During night duty, a trainee physician had to deal with more patients than weekdays and receive 29 phone calls on average per day, the survey showed. About 36 percent said they had hospitalized patients three times more during night duties than during daytime work.

One respondent recalled getting as many as 300 phone calls during one night shift.

Asked whether there was any specialist to supervise them during a night duty, 42.4 percent said, “Usually no specialist is staying at the hospital for supervision.” Another 34.4 percent said specialists never stayed at night for supervision. About 33 percent of the trainee doctors said they felt insecure when a specialist was not around.

If they found it difficult to perform patient care due to the complexity of the patient’s symptoms, they would call a specialist for advice and take care of the patients themselves, 72.5 percent said.

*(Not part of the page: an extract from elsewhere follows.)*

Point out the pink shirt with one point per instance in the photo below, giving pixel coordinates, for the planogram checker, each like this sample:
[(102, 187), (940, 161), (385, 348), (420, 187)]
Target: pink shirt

“Since we signed a business agreement with law firm Kohwoo, we have asked for legal advice related to medical litigations. We found that many incidents occurred during night shifts,” KIRA President Lee Seung-woo said.

He went on to say that it was beyond comprehension to see that judges found guilty on trainee physicians who did the first-line care during a night duty, and not guilty on specialists who were responsible for supervision. Judges did not hold the hospital accountable for not providing a safe training environment for interns and residents, Lee said.

Lee claimed that hospitals should limit the number of patients assigned to trainee doctors during night duties and expand the hospitalist system. “I will discuss this with medicine-related groups to demand the government reflect this issue on evaluating hospitals and separately provide state support,” he added.